La récente décision de la Cour suprême britannique d’ouvrir une enquête sur des exactions qu’auraient commises les forces armées nationales au Kenya, au cours des années précédant l’indépendance (1963), prouve que le colonisateur ne s'en tire pas toujours à bon compte vis-à-vis du colonisé.

Le site d’information BBC News UK revient sur le combat de quatre Kényans qui ont décidé d’obtenir réparation pour les préjudices provoqués par leurs anciens colonisateurs:

«Quatre hommes âgés d’origine kényane ont eu l’autorisation de poursuivre en justice le ministère des Affaires étrangères pour les tortures prétendument commises par les autorités coloniales britanniques, il y a cinquante ans. La Cour suprême considère que les plaignants pourraient bénéficier de dommages et intérêts pour les traitements subis pendant les années 50 et 60. Le juge McCombe a déclaré que l’affaire était à débattre et qu’il serait "déshonorant" de ne pas donner suite aux poursuites.»

Un procès aura lieu en 2012, au cours duquel les autorités britanniques devront notamment répondre d’accusations liées à des actes de tortures, agressions sexuelles, crimes et violences. L’action judiciaire demeure toutefois liée à l’examen de documents officiels retrouvés dans les archives du ministère britannique des Affaires étrangères.

«Certains des documents impliquent des agents britanniques coloniaux dans des atrocités et des actes d’abus dans les camps de détention mis en place pour écraser le soulèvement antérieur à l’indépendance.»

David Anderson, professeur à l’université d’Oxford, salue cette décision qui selon lui est une véritable déclaration de principe:

«Le ressentiment du Kenya envers l’incapacité du Royaume-Uni à reconnaître ses erreurs dure depuis des années. Beaucoup de Kényans se sentiront soulagés d’un poids à l’issue de ce jugement.

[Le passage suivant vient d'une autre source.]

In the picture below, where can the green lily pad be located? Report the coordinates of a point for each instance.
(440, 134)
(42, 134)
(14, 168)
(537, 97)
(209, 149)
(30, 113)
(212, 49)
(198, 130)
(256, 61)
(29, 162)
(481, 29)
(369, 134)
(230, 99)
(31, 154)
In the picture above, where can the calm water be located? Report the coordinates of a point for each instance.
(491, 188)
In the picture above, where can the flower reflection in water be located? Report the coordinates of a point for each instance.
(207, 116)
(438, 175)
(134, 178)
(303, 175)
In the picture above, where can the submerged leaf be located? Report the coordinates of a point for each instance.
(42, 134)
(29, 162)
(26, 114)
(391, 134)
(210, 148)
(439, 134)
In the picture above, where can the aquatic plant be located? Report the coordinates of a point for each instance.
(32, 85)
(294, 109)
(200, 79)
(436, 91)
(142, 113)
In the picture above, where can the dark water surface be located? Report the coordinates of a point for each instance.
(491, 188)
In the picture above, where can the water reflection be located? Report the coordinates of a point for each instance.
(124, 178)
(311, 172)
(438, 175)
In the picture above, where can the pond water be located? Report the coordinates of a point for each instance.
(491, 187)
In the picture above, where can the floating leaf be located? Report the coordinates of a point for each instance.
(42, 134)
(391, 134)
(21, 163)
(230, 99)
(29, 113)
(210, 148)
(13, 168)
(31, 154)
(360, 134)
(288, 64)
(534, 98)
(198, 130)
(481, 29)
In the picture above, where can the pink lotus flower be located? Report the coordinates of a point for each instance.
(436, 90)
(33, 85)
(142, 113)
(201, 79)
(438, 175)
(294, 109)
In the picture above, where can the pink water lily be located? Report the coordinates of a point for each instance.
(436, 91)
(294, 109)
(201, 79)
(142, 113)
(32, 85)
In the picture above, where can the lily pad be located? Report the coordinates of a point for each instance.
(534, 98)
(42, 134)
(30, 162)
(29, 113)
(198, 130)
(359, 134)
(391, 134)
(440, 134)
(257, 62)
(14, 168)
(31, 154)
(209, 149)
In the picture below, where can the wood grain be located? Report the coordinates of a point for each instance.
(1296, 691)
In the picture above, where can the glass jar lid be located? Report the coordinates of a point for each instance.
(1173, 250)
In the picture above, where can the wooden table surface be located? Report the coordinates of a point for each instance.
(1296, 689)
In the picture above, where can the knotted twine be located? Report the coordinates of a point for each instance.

Il y a également une implication pour le passé de l’empire colonial britannique. En tant que nation, nous n’avons pas vraiment fait face à cette part de notre histoire et je pense que ce procès permettra de restaurer notre réputation dans nos anciennes colonies.»

La répression du gouvernement britannique avait débuté en 1952 lors du soulèvement des Mau Mau, lequel a duré jusqu’en 1960, soit 3 ans avant l’indépendance. Selon la Commission kényane des droits de l'homme, 90.000 Kényans auraient été exécutés, torturés ou mutilés durant cette période.

Selon Martyn Day, l’un des avocats des plaignants:

«Il y a 50 ans, nos clients ont souffert de terribles tortures entre les mains du régime colonial britannique. Castration, sévices, coups, ne représentent qu’une partie de ce qu’ils ont enduré alors que les Britanniques voulaient empêcher la progression du mouvement d’indépendance kényane. Ils veulent la justice, une reconnaissance et un dédommagement qui pourraient leur apporter la paix pour leurs dernières années.»